The following is a review of the real status about Amazon RDS in comparison with EC2.
The purpose is to have a better understanding of possible limitation in the platform usage, and what is a possible fit and what not.
I did a first review an year ago for internal purpose, but now we are receiving the same questions over and over from different customers.
Given that and given a lot of things could happen in one year, I have decide to repeat the review and perform the tests once again.
What needs to be underline is that, I am doing this in consideration of a usage in PRODUCION, not as QA or development.

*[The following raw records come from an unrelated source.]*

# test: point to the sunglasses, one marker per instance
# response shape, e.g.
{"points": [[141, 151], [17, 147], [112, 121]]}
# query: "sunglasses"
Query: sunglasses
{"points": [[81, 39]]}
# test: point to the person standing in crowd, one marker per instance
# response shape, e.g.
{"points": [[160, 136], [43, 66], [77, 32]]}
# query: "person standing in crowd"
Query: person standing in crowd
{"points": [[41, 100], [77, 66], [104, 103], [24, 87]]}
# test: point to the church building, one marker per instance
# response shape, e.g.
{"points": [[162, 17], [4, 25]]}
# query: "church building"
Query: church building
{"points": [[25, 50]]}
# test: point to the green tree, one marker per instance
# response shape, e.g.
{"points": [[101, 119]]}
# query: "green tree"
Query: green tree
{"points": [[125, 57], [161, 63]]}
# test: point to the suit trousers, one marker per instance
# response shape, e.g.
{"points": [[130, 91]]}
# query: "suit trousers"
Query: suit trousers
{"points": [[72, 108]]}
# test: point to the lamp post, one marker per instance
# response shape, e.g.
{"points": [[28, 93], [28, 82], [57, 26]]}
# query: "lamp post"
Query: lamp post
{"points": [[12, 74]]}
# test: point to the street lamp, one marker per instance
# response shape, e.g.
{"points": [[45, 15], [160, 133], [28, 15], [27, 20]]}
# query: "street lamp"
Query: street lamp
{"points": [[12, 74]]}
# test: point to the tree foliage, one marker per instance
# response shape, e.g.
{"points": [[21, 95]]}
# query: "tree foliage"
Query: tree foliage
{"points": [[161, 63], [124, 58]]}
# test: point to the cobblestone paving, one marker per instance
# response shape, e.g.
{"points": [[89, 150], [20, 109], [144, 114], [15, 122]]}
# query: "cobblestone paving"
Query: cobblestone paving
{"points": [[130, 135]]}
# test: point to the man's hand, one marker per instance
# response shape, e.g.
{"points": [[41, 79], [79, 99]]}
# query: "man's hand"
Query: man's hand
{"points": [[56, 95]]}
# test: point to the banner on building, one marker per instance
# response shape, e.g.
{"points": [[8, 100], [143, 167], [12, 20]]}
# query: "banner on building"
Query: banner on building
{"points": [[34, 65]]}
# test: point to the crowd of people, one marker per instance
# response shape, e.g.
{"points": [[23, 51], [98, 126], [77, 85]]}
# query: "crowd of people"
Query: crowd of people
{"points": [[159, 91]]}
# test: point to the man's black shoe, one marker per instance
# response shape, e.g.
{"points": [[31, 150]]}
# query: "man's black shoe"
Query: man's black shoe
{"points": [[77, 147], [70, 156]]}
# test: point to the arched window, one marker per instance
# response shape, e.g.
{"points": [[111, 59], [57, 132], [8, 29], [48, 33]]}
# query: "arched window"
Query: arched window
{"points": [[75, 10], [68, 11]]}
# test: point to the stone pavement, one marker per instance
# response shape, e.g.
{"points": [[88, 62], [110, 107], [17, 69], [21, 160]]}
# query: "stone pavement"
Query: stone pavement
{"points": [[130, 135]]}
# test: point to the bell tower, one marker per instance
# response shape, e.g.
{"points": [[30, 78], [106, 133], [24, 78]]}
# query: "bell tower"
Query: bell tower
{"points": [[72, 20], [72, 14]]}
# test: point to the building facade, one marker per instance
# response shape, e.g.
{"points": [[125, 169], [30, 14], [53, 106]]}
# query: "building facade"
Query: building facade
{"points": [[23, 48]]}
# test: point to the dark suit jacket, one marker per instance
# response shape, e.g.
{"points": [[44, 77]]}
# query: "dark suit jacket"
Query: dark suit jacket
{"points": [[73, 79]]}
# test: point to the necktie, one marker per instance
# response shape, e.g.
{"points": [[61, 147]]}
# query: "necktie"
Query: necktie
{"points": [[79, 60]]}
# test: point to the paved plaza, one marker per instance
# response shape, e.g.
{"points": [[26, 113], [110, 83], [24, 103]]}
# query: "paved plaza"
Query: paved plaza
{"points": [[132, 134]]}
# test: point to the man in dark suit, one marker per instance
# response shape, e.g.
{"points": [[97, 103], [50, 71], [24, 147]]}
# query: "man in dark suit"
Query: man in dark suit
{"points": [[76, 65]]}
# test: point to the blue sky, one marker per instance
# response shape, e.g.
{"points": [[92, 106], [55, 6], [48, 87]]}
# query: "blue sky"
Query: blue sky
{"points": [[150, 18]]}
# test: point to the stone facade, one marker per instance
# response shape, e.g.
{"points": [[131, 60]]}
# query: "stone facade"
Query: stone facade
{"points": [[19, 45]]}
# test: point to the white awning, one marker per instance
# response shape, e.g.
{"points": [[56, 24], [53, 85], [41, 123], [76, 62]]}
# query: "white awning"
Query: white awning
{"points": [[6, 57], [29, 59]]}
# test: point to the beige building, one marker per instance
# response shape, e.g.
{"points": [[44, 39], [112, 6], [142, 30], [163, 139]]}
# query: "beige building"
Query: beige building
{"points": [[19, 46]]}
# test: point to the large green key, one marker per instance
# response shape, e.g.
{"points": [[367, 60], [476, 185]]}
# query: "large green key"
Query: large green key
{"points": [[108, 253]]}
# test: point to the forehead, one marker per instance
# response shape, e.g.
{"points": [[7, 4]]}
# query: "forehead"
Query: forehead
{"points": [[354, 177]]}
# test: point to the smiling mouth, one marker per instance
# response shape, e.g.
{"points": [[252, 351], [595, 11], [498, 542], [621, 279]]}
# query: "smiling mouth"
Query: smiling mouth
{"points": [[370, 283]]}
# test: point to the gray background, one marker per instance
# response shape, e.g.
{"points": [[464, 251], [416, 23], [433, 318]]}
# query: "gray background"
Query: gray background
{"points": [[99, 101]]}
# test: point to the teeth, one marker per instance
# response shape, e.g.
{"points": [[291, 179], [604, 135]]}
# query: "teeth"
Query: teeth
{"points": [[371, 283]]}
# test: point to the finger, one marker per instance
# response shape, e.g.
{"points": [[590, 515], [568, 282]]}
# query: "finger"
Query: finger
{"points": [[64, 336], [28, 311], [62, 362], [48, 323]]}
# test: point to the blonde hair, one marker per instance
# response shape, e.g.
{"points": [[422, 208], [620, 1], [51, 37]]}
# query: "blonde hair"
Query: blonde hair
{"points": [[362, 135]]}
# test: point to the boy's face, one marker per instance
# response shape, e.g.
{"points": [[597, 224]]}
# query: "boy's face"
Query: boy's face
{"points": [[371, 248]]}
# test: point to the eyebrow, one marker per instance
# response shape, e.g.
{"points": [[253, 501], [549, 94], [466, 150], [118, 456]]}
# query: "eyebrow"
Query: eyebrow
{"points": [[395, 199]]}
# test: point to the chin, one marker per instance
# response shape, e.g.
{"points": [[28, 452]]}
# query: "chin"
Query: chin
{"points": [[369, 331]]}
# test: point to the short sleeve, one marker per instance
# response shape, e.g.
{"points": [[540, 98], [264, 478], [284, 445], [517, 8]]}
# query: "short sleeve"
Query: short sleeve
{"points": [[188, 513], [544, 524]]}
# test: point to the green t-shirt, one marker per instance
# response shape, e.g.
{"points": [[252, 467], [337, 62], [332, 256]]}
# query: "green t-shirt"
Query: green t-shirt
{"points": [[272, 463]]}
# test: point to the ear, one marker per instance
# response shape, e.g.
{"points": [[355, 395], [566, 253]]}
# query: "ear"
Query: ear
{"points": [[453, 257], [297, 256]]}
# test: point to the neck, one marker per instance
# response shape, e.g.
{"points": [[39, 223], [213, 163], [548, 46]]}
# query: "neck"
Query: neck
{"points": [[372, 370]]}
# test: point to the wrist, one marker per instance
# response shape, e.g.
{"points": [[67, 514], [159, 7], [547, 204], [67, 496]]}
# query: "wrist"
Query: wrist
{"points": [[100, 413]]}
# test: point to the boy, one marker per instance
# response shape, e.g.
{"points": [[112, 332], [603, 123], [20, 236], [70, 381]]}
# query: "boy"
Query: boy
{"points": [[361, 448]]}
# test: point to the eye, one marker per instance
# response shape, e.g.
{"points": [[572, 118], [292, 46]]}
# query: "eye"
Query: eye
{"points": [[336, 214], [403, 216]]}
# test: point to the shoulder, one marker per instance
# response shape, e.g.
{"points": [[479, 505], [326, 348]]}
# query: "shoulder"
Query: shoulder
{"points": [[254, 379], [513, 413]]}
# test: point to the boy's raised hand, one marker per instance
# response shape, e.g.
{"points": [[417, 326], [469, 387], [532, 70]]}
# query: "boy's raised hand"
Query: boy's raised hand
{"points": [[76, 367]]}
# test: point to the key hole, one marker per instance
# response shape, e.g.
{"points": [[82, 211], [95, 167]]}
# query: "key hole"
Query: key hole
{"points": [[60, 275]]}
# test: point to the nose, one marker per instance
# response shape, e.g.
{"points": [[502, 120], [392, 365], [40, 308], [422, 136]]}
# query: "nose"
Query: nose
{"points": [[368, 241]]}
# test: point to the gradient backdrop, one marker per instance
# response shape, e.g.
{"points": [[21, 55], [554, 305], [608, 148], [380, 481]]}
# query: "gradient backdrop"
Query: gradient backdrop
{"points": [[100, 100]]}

So my considerations are obviously focus on more demanding scenarios.
About EC2 and RDS.
There are different ways that we can choose to start our EC2 or RDS, both have different cost and “virtual” physical characteristics, the list for both is below:
T1 Micro (t1.micro) Free tier eligibleUp to 2 ECUs1 Core613 MiB
M1 Small (m1.small)1 ECU1 Core1.7 GiB
M1 Medium (m1.medium)2 ECUs1 Core3.7 GiB
M1 Large (m1.large)4 ECUs2 Cores7.5 GiB
M1 Extra Large (m1.xlarge)8 ECUs4 Cores15 GiB
M3 Extra Large (m3.xlarge)13 ECUs4 Cores15 GiB
M3 Double Extra Large (m3.2xlarge)26 ECUs8 Cores30 GiB
M2 High-Memory Extra Large (m2.xlarge)6.5 ECUs2 Cores17.1 GiB
M2 High-Memory Double Extra Large (m2.2xlarge)13 ECUs4 Cores34.2 GiB
M2 High-Memory Quadruple Extra Large (m2.4xlarge)26 ECUs8 Cores68.4 GiB
C1 High-CPU Medium (c1.medium)5 ECUs2 Cores1.7 GiB
C1 High-CPU Extra Large (c1.xlarge)20 ECUs8 Cores7 GiB
High Storage Eight Extra Large (hs1.8xlarge)35 ECUs16 Cores117 GiB
Micro DB Instance: 630 MB memory, Up to 2 ECU (for short periodic bursts), 64-bit platform, Low I/O Capacity
Small DB Instance: 1.7 GB memory, 1 ECU (1 virtual core with 1 ECU), 64-bit platform, Moderate I/O Capacity
Medium DB Instance: 3.75 GB memory, 2 ECU (1 virtual core with 2 ECU), 64-bit platform, Moderate I/O Capacity
Large DB Instance: 7.5 GB memory, 4 ECUs (2 virtual cores with 2 ECUs each), 64-bit platform, High I/O Capacity
Extra Large DB Instance: 15 GB of memory, 8 ECUs (4 virtual cores with 2 ECUs each), 64-bit platform, High I/O Capacity
High-Memory Extra Large DB Instance 17.1 GB memory, 6.5 ECU (2 virtual cores with 3.25 ECUs each), 64-bit platform, High I/O Capacity
High-Memory Double Extra Large DB Instance: 34 GB of memory, 13 ECUs (4 virtual cores with 3,25 ECUs each), 64-bit platform,
High I/O CapacityHigh-Memory Quadruple Extra Large DB Instance: 68 GB of memory, 26 ECUs (8 virtual cores with 3.25 ECUs each), 64-bit platform, High I/O Capacity
EC2 imply that we do by ourselves the installation, setting up and maintenance of our system and Database software, but for RDS, Amazon provide few “features” that is important to keep in mind and have in mind for later discussions.
The most relevant are:
Pre-configured Parameters – Amazon RDS DB Instances are pre-configured with a sensible set of parameters and settings appropriate for the DB Instance class we select.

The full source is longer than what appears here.